King Street Church started as a church plant of Boone United Methodist Church (UMC) in 2013. At the time, Boone UMC offered several outreach ministries to meet those on the margin, but realized it wasn’t enough.
“We felt like the church was called to do more than serve,” Luke Edwards, Pastor of King Street Church, said. “We’re called to welcome, include and worship with everyone. We still excluded the marginalized from the body because we served them, but didn’t welcome them.”
As a result, King Street Church was born. They chose to follow the Fresh Expressions model. Fresh Expressions focuses on one aspect of the church, such as prayer or worship, and adds additional pieces until the group forms a mature expression of the body of Christ. They’ve found that these new ways of presenting the traditional gospel make it easier for those unfamiliar with church to become a faith community.
“King Street looks a lot like the early church,” Luke said. “We find that we’re going back to a lot of the basics of what the church looked like in Acts, incorporating the sacraments and focusing on the key elements of the Church.”
In the beginning, Luke approached a few people exploring the Christian faith, but who were not necessarily Christians.

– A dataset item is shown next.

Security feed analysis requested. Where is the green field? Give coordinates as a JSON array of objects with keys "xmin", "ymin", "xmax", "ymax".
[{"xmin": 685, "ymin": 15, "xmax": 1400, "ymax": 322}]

This group of five to six spent three months eating together during the course of one summer. Gradually, this group became a community that worshipped together and dialogued about faith and life. King Street Church was born.
Now, that group meets weekly in what they call Sundays at the Saloon. On Sunday evenings, Christians and non-Christians alike gather to read a passage of Scripture, apply it to their lives, ingest it, and wash it down with a cold beer.
Daniel, a former inmate in the Watauga County Jail, is one of many who reconnected with Jesus through this fresh expression of church. Although Daniel grew up in the church, he became disconnected during his incarceration. After his release, he felt intimidated to return because of his past.